Chinese Journal of Cancer | 2015
Moonkyoo Kong; Seong Eon Hong
The time to complete or partial (objective) response to radiotherapy in patients with hepatocellular carcinoma (HCC) is variable; thus, the reported frequency of these responses depends on the length of follow-up. However, the optimum follow-up duration is unknown. We sought to determine the optimal follow-up duration by analyzing the medical records of 25 patients with 39 HCC lesions who received definitive helical tomotherapy at a daily dose of 2 to 4 Gy at 5 fractions per week, for a total dose of 40 to 60 Gy, between January 2008 and January 2013. We determined the time to objective treatment response and local recurrence after radiotherapy and assessed several predictors of delayed treatment response. The median follow-up duration was 15.2 months (range, 7.8 to 52.1 months). Among all 39 lesions, objective responses were observed for 36 (92.3%). The median time to objective response was 3.9 months (range, 1.5 to 9.8 months). The objective response rates increased over time from 15.4% at 3 months to 71.8% at 6 months and 87.2% at 9 months.

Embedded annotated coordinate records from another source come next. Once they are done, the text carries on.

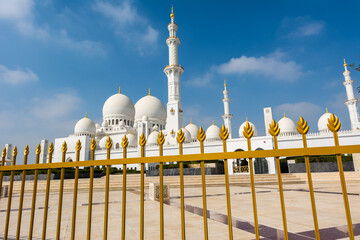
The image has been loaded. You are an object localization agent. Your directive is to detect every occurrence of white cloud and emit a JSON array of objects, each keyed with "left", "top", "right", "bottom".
[
  {"left": 218, "top": 51, "right": 304, "bottom": 82},
  {"left": 281, "top": 16, "right": 325, "bottom": 37},
  {"left": 0, "top": 0, "right": 105, "bottom": 55},
  {"left": 92, "top": 0, "right": 159, "bottom": 55},
  {"left": 29, "top": 92, "right": 81, "bottom": 120},
  {"left": 0, "top": 65, "right": 39, "bottom": 85}
]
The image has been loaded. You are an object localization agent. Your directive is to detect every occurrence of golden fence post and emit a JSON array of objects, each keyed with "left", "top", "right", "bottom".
[
  {"left": 71, "top": 140, "right": 81, "bottom": 240},
  {"left": 42, "top": 143, "right": 54, "bottom": 240},
  {"left": 296, "top": 117, "right": 320, "bottom": 240},
  {"left": 16, "top": 145, "right": 29, "bottom": 239},
  {"left": 86, "top": 138, "right": 96, "bottom": 240},
  {"left": 29, "top": 144, "right": 41, "bottom": 240},
  {"left": 56, "top": 141, "right": 67, "bottom": 240},
  {"left": 243, "top": 122, "right": 259, "bottom": 240},
  {"left": 104, "top": 137, "right": 112, "bottom": 240},
  {"left": 4, "top": 146, "right": 17, "bottom": 240},
  {"left": 157, "top": 131, "right": 165, "bottom": 240},
  {"left": 197, "top": 127, "right": 208, "bottom": 240},
  {"left": 269, "top": 120, "right": 288, "bottom": 240},
  {"left": 327, "top": 114, "right": 354, "bottom": 240},
  {"left": 219, "top": 125, "right": 233, "bottom": 240},
  {"left": 139, "top": 133, "right": 146, "bottom": 240},
  {"left": 0, "top": 147, "right": 6, "bottom": 199},
  {"left": 121, "top": 135, "right": 129, "bottom": 240},
  {"left": 176, "top": 129, "right": 185, "bottom": 240}
]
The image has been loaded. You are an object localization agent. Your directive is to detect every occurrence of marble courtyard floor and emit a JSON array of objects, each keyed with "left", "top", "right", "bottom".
[{"left": 0, "top": 173, "right": 360, "bottom": 240}]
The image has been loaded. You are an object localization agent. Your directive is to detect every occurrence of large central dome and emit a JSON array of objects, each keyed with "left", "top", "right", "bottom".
[{"left": 103, "top": 93, "right": 135, "bottom": 119}]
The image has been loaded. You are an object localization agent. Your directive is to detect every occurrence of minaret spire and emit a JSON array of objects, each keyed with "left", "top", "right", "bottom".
[
  {"left": 343, "top": 59, "right": 360, "bottom": 130},
  {"left": 164, "top": 6, "right": 184, "bottom": 136},
  {"left": 222, "top": 80, "right": 232, "bottom": 138}
]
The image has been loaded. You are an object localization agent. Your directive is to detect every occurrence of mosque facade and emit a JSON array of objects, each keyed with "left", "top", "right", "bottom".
[{"left": 41, "top": 8, "right": 360, "bottom": 174}]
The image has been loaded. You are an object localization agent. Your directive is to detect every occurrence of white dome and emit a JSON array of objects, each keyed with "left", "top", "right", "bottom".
[
  {"left": 103, "top": 93, "right": 135, "bottom": 119},
  {"left": 99, "top": 136, "right": 108, "bottom": 148},
  {"left": 135, "top": 95, "right": 166, "bottom": 122},
  {"left": 126, "top": 133, "right": 137, "bottom": 147},
  {"left": 185, "top": 122, "right": 199, "bottom": 140},
  {"left": 318, "top": 111, "right": 338, "bottom": 132},
  {"left": 146, "top": 131, "right": 159, "bottom": 145},
  {"left": 206, "top": 124, "right": 220, "bottom": 140},
  {"left": 74, "top": 117, "right": 96, "bottom": 134},
  {"left": 239, "top": 122, "right": 257, "bottom": 137},
  {"left": 279, "top": 116, "right": 297, "bottom": 136},
  {"left": 181, "top": 128, "right": 191, "bottom": 143}
]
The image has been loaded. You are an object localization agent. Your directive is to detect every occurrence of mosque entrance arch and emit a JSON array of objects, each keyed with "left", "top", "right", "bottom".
[
  {"left": 254, "top": 148, "right": 269, "bottom": 174},
  {"left": 233, "top": 148, "right": 249, "bottom": 173}
]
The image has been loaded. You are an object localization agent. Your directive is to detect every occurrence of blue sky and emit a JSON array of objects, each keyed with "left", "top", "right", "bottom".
[{"left": 0, "top": 0, "right": 360, "bottom": 156}]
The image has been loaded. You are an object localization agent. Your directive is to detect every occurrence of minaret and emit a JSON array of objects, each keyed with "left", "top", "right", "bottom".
[
  {"left": 164, "top": 7, "right": 184, "bottom": 135},
  {"left": 343, "top": 59, "right": 360, "bottom": 130},
  {"left": 223, "top": 80, "right": 232, "bottom": 139}
]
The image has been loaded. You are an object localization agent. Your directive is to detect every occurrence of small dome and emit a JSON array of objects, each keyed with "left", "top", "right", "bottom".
[
  {"left": 181, "top": 128, "right": 191, "bottom": 143},
  {"left": 146, "top": 131, "right": 159, "bottom": 145},
  {"left": 103, "top": 93, "right": 135, "bottom": 119},
  {"left": 239, "top": 122, "right": 257, "bottom": 137},
  {"left": 206, "top": 124, "right": 220, "bottom": 140},
  {"left": 99, "top": 136, "right": 108, "bottom": 148},
  {"left": 141, "top": 115, "right": 149, "bottom": 122},
  {"left": 185, "top": 122, "right": 199, "bottom": 140},
  {"left": 126, "top": 133, "right": 137, "bottom": 147},
  {"left": 318, "top": 111, "right": 338, "bottom": 132},
  {"left": 279, "top": 115, "right": 297, "bottom": 136},
  {"left": 74, "top": 117, "right": 96, "bottom": 134},
  {"left": 135, "top": 95, "right": 166, "bottom": 122}
]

Age 60 years old or older and post-radiotherapy α-fetoprotein concentrations higher than pre-radiotherapy concentrations predicted delayed treatment response. The objective response rate continued to increase over 9 months. Therefore, to fully evaluate the treatment response of HCC, we recommend continuous observation for at least 9 months after radiotherapy.